İdrar için daha az tuzlu bir kullanım ise diş beyazlatıcıydı. İddiaya göre amonyak, dişlerin lekelerini temizlemesine yardımcı oluyor. Yine de sabah nefesini azaltmak için hiçbir şey yapmayacağını hayal ediyorum.

Görünüşe göre, idrarın bir süre iltihaplanmaya bırakılması, ürenin ev temizlik ürünlerinde kullanılan bir antibakteriyel ve ağartma maddesi olan amonyağa dönüşmesi için zaman veriyor.

Bu diş beyazlatma yöntemini kullananlar sadece Eski Romalılar değildi; tarih boyunca pek çok insan tarafından kullanılmıştır ve bugün bile bazıları denemeye isteklidir. Not: Tıbbi Haberler Bugün bunu bir müdahale olarak önermeyin.

4. Taş Devri beyin ameliyatı

Kısacası, trepanning, birinin kafatasına bir delik açma işlemidir. Kulağa acımasız geliyor.

Hieronymus Bosch’un "The Stone Cutting" adlı tablosunda trepanning tasviri. Resim kredisi: Wikimedia Commons aracılığıyla Hieronymus Bosch.

Bilim adamları, Neolitik dönemden itibaren anlatılan delikler taşıyan kafatasları ortaya çıkardılar.

Birçoğu, arkeolojik kanıtların bulunduğu en erken ameliyatı incelemeyi düşünüyor.

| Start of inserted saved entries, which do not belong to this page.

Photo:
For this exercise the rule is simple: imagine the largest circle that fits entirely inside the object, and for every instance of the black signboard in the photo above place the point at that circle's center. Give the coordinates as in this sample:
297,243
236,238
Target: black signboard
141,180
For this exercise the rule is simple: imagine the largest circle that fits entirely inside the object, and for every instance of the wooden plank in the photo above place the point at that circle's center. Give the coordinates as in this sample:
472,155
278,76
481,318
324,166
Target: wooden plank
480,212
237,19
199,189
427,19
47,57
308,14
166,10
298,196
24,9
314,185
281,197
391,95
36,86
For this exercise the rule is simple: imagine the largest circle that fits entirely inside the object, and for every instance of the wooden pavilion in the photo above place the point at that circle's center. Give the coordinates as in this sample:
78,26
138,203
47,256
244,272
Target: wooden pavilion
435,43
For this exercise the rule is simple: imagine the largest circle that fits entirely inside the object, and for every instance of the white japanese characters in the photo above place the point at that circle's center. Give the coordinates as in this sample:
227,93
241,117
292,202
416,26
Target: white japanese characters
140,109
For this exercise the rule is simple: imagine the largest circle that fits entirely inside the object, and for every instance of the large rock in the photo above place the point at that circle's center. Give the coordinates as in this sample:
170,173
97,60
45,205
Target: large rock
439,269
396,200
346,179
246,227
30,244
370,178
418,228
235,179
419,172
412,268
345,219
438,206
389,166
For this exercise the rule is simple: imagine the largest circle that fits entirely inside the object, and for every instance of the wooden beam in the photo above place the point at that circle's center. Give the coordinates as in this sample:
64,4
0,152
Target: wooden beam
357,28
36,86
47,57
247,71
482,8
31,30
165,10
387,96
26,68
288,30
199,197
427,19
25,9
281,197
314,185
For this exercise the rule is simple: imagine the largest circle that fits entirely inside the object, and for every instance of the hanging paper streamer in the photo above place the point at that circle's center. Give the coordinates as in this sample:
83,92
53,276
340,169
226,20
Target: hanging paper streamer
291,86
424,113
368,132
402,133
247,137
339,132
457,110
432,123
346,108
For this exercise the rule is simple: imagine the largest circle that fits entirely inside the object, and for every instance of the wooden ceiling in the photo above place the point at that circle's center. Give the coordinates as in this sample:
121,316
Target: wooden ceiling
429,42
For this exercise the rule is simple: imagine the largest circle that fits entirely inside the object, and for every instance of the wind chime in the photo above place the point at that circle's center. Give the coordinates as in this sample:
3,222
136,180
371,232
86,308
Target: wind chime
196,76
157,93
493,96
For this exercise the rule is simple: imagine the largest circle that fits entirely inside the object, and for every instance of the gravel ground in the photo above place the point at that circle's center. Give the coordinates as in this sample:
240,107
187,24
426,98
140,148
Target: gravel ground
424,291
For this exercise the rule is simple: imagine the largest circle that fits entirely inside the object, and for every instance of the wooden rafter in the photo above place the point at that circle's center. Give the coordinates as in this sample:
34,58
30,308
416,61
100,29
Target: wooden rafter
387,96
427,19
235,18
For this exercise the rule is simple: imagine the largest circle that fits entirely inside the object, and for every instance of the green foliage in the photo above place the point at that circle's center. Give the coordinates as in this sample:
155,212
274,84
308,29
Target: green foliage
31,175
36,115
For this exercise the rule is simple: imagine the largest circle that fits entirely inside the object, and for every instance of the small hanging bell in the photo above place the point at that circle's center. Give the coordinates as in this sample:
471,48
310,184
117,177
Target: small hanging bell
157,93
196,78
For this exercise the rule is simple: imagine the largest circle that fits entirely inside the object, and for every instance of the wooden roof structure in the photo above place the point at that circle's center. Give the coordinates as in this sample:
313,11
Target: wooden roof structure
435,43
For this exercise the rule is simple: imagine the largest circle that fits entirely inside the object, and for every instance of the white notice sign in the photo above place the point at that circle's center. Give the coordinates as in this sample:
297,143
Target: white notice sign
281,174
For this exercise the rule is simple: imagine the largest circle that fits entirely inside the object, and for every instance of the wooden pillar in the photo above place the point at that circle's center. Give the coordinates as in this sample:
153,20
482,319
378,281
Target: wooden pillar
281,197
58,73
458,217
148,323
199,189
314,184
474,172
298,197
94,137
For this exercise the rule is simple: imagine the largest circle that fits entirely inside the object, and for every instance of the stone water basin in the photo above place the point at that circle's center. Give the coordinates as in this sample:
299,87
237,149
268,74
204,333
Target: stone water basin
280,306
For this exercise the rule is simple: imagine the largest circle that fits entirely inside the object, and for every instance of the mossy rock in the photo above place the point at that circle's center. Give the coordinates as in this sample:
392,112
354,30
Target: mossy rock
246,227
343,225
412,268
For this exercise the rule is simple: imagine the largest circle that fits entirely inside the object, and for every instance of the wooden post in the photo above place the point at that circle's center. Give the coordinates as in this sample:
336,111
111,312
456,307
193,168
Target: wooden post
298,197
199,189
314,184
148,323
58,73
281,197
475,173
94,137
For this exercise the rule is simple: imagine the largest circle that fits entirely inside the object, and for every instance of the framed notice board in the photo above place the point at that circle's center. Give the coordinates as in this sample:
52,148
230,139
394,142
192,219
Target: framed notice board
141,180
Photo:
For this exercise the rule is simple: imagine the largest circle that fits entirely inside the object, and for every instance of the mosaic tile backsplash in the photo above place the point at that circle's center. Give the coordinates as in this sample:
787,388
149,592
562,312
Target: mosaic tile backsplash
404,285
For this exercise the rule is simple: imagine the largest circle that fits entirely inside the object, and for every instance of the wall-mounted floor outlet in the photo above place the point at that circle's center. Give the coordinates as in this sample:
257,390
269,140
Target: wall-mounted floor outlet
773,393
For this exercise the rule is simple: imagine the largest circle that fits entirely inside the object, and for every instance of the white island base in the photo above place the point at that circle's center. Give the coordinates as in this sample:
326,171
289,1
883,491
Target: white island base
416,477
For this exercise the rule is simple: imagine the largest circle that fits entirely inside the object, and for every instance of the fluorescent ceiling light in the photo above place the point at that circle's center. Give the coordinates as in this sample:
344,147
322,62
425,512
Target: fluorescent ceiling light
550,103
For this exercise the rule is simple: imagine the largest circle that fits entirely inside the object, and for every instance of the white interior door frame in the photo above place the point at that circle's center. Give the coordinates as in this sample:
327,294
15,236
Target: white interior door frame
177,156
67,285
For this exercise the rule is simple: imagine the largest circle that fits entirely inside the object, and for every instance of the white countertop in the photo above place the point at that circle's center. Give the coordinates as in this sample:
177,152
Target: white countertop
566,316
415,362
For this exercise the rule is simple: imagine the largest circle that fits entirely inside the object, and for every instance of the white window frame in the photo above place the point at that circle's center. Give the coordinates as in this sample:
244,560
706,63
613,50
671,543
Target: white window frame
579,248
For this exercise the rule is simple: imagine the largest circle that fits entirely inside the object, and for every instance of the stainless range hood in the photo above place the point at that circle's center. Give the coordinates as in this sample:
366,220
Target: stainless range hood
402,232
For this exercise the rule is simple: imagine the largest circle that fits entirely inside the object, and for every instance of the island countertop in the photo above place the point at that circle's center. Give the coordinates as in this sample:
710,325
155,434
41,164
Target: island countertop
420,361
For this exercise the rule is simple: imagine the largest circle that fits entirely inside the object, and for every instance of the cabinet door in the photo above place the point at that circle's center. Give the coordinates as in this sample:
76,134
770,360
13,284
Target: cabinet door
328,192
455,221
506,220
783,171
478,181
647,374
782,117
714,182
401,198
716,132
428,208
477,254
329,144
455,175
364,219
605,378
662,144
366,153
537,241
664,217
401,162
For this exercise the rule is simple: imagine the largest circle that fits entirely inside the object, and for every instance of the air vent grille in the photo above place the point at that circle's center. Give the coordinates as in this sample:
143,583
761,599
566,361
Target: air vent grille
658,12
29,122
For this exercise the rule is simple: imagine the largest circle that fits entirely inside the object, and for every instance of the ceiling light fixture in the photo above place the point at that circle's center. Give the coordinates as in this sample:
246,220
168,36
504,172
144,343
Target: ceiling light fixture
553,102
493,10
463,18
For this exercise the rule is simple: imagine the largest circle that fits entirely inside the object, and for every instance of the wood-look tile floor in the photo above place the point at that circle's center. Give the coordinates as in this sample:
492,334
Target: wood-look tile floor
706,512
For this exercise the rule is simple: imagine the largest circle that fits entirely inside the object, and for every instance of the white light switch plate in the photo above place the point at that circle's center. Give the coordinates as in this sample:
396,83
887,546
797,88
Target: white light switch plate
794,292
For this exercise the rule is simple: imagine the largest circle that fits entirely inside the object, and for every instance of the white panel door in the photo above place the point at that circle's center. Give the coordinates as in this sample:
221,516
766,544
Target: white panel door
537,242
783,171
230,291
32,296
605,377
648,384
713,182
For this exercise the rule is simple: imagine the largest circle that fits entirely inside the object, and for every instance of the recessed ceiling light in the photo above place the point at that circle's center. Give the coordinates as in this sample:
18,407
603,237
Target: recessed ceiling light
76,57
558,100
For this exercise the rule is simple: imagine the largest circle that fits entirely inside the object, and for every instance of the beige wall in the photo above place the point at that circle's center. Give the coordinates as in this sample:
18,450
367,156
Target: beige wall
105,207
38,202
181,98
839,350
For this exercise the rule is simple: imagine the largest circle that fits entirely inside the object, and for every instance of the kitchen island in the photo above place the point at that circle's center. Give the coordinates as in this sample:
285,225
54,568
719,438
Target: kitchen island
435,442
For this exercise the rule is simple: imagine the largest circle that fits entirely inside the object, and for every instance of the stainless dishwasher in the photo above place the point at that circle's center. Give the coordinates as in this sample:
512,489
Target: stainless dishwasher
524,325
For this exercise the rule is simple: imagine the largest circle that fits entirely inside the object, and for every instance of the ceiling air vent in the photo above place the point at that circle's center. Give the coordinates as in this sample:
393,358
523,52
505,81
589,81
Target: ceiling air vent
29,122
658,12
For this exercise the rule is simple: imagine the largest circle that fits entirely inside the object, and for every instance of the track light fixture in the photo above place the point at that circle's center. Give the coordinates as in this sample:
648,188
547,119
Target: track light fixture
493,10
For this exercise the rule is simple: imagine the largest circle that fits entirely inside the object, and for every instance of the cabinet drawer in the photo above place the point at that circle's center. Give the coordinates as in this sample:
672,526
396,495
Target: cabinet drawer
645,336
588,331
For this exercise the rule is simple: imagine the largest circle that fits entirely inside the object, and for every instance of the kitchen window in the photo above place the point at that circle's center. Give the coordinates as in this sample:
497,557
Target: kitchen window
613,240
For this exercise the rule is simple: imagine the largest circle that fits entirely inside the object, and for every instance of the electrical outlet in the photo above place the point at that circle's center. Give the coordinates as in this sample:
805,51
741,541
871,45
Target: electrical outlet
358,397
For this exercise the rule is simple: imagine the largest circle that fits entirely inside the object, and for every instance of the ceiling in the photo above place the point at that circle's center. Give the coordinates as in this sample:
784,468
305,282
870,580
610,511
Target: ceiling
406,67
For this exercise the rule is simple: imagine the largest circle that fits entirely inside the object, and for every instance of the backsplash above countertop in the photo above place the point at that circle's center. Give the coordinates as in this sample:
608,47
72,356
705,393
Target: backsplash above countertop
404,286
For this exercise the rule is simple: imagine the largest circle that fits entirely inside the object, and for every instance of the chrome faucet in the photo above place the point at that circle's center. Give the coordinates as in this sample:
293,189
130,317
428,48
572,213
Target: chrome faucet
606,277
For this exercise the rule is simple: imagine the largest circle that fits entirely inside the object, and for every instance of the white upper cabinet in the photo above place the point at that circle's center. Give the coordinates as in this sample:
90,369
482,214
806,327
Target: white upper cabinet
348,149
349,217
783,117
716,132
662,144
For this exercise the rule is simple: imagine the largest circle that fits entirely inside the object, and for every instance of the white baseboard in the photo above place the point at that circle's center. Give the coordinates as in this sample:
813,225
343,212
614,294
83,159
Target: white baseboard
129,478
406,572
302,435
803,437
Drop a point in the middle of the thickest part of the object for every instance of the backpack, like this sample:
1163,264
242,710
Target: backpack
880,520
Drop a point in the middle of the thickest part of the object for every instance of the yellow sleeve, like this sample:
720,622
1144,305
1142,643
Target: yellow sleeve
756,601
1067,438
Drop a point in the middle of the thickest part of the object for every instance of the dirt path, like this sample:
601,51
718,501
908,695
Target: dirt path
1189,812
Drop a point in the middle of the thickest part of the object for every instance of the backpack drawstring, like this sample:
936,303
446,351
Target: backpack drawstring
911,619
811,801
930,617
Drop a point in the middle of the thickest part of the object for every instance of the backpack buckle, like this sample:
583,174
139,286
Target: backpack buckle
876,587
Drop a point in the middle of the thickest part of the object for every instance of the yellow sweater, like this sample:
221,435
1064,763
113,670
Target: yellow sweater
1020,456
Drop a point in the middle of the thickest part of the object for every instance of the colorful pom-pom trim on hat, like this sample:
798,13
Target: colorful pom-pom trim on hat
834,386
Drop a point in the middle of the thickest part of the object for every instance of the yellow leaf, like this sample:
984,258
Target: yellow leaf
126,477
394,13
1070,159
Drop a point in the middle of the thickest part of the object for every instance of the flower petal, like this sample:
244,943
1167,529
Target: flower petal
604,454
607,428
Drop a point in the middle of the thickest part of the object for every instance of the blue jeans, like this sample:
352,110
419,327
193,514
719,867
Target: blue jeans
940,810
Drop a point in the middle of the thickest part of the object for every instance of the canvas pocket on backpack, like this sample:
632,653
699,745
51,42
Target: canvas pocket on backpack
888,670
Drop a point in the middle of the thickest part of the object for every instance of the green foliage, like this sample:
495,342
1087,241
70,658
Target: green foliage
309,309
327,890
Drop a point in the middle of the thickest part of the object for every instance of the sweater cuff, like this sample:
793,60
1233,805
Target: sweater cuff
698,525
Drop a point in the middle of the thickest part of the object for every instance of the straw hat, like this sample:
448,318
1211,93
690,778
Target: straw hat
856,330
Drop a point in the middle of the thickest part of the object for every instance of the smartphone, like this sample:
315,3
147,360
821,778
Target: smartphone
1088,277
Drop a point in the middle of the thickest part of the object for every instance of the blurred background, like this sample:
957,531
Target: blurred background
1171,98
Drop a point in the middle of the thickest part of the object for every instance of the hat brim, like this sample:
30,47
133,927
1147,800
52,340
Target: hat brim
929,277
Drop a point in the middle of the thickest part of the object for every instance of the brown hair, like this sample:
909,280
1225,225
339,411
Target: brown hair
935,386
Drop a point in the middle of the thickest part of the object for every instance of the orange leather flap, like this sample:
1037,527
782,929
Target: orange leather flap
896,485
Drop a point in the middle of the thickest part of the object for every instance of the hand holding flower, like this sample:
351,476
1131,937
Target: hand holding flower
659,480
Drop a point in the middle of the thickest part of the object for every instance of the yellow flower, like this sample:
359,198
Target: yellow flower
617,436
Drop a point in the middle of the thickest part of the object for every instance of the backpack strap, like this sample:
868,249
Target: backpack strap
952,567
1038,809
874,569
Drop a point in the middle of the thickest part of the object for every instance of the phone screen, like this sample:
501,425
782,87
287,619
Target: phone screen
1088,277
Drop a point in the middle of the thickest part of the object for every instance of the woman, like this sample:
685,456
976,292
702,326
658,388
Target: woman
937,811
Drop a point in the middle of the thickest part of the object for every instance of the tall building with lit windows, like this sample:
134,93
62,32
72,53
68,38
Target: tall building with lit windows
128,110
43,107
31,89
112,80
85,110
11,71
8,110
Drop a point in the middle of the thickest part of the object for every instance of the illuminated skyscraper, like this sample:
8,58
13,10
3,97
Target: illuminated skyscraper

Trepanning de popülerdi: Bilim adamlarının şimdiye kadar çıkardığı tüm Neolitik kafataslarının inanılmaz yüzde 5-10'u, kaymanın tüm açık izlerini taşıyor.

Antik kalıntılardan, ameliyatın ölümden önce mi yoksa sonra mı yapıldığını söylemek her zaman mümkün değildir - ancak bazı hastalar kesinlikle hayattaydı.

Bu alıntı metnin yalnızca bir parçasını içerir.